ケイ、パメラ、アニータ、ミルコが小太刀を見ていた。

「じっくりと見て決めなければな!」

ニオがYシャツにサングラス姿でカウンターから言ってくる。

「小太刀かぁ。

 この間、王都に予備を送ったから在庫を増やしておいたから、足らないという事はないので、良かったけど・・・

 仁王様、小太刀って使い勝手はどうなんですか?」

窓際に居てお茶を飲んでいる鈴音が聞いてくる。

「ふむ、ロングソードとショートソードという区分けで考えるのなら、ショートソードに属するか。

 そもそも小太刀は日本刀だからなぁ。

 剣術的にも今とは違うだろうが・・・まぁ、標準の兵士達が使うのよりかは短いのは確かだから、威力としては劣るし、敵との間合いが近くなるから不利にはなるな。

 だが、短いが故に取り扱いが若干早く出来る。」

ニオが言う。

「・・・うーん・・・悪い事の方が多い感じですか?」

「なんとも言えないな。

 小太刀だから負けるという事ではない。

 乱戦とかになって敵に囲まれた状態なら、相手に与える傷の深さよりも取り回しが良い方が状況が良くなる事もあるだろう。

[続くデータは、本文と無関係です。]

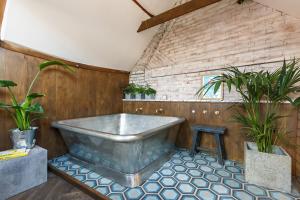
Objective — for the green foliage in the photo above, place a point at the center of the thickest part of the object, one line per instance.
(272, 88)
(25, 112)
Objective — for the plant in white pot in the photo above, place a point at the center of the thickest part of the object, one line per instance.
(266, 163)
(27, 111)
(149, 92)
(129, 91)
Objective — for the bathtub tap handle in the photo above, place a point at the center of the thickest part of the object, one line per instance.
(160, 110)
(139, 109)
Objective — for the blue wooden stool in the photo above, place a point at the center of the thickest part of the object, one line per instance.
(218, 133)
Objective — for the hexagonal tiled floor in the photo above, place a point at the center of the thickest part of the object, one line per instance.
(183, 177)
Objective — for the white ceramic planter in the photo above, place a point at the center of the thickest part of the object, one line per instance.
(271, 170)
(151, 96)
(138, 96)
(127, 96)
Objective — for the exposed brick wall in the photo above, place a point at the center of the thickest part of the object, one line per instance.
(211, 38)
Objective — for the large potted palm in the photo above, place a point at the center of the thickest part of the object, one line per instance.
(25, 112)
(262, 93)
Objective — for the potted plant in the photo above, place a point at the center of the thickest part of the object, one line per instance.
(140, 92)
(266, 163)
(149, 92)
(27, 111)
(129, 91)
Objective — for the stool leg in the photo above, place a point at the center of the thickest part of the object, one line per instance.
(194, 143)
(219, 149)
(223, 147)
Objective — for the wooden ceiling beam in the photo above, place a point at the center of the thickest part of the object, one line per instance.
(2, 8)
(139, 5)
(174, 13)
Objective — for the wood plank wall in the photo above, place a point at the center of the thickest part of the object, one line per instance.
(234, 138)
(87, 92)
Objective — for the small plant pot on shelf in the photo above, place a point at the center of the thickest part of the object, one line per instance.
(132, 96)
(150, 96)
(23, 139)
(127, 96)
(138, 96)
(271, 170)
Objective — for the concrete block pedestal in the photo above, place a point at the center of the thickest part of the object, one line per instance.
(20, 174)
(271, 170)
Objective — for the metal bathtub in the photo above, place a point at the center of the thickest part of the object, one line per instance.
(126, 148)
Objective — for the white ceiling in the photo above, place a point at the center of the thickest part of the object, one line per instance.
(96, 32)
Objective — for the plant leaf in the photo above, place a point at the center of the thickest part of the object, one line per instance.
(7, 83)
(46, 64)
(297, 101)
(4, 105)
(35, 108)
(35, 95)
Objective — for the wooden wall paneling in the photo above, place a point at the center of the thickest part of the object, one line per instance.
(297, 150)
(234, 137)
(184, 138)
(86, 87)
(43, 85)
(65, 103)
(102, 87)
(3, 115)
(2, 8)
(116, 90)
(68, 95)
(14, 65)
(289, 124)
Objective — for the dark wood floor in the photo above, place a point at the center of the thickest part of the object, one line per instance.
(54, 189)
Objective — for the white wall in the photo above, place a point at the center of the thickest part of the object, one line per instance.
(95, 32)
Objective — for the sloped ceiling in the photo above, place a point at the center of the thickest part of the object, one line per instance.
(95, 32)
(290, 7)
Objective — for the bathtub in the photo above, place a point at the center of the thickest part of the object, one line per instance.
(126, 148)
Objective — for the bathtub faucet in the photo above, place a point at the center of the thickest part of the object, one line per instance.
(139, 110)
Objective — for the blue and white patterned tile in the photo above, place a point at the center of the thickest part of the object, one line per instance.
(185, 188)
(168, 182)
(134, 193)
(220, 189)
(206, 195)
(183, 177)
(169, 194)
(152, 187)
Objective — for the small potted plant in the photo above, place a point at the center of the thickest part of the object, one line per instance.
(149, 92)
(129, 91)
(23, 137)
(140, 92)
(266, 163)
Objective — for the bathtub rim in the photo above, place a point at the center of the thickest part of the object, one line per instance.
(113, 137)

 要はどういう戦場に行くのか、どう動くのかを考えて、装備を決めなければならないという事だ。」

「・・・うーん・・・慣例の戦争の報告書を見ましたけど・・・どっちが良いのか全くわかりません。」

「まぁ、スズネは戦場に出る事はないからな。

 だが、戦場に行った者達がこうやって小太刀を見て悩むという事は、小太刀を装備する事に利点があると認識しているという事だ。」

「・・・まぁ、そうですね。

 戦場を生き残れれば一番ですけど、使い勝手が良くて、威力がある物を考えないといけないですね。」

鈴音が言う。

「うむ、それがタケオの研究所の役目だろう。

 とはいえ、スズネが今している事も領内の経済に寄与し、巡り巡って兵士達の給与にも反映される。

 疎かには出来ないな。」

「そうですね、頑張ります。」

鈴音が頷く。

「で・・・買うのか?」

ニオがケイ達に聞く。

「報奨金が出ましたので・・・装備の1つに小太刀も良いなぁと。」

「この間の戦争では、携帯性も必要だとわかったので、こっちの方も良いなぁと。」

「ジーナ殿が王都で小太刀を習っていると聞いたので、ジーナ殿が帰って来れば習えるかなぁと。」

「僕達は威力より取り扱いのし易さだと思うんです。」

4人が言ってくる。

「小太刀はそこまで高くないが、ゆっくり悩むしかないか・・・うん?」

ニオが何かに気が付き商店の扉を見ると。

「失礼します。」

「こ、こんにちは。」

マイヤーと娘のエルザが入って来る。

「「「「マイヤー殿!?」」」」

ケイ達が姿勢を正す。

「うん?ケード達が居たか。

 買い物か?」

「はい!小太刀に兵装を変えようか皆で考えていて。」

「うむ・・・今回の戦役で感じる物があったという事か。

 確か、所長からジーナ殿が王都(向こう)で指導員の免状を貰ったと言っていたか。

 習いたいなら習う事も可能だな。

 ま、基本の訓練はして貰うが。」

ケイの言葉にマイヤーが頷く。

「マイヤー殿は今日は?」

パメラが聞いてくる。

「娘が来年12歳だ。

 王立学院か魔法師専門学院には入れてあげたいが・・・ま、それは再来年の魔力量等の計測をしてから考えれば良い。

 今は体力作りをしないとな。

 で、木剣か木刀を買おうと思ってな。」

マイヤーが言う。

「・・・木剣ですか?」

「うん・・・走ったり、腕立てだけだと飽きるだろう?

 なので、それに加えて木剣を振るのも日課にすれば、少しは気分転換になるだろう。

 それに休みの日ぐらいしかみてやれないからな、毎日振っているかはその際にわかるし。」

「え?お父さん、わかるの?」

エルザがマイヤーに聞く。

「わかるな。

 走りや腕立て等は他者からは、あまりわからんが、こと剣に関してはわかる。

 1日振るのを止めると、3日分退化すると言われている。」

「うへぇ、そうなんだ。

 ・・・出来るかな。」

「出来るようになれば、少しずつ上達する物だ。

 まぁ、王立学院、魔法師専門学院、双方に行かないという事も選択肢としてあるが、職業も体力が必要だ。

 やっておいて損はないだろう。」

「はーい。」

マイヤーの言葉にエルザが頷く。


「うん?・・・ケイちゃん、どうしたの?」

パメラがケイが考えているのを見て聞く。

「いや・・・お父さん、亡くなっているから弟がしっかりとした剣技教わっていないな・・・と。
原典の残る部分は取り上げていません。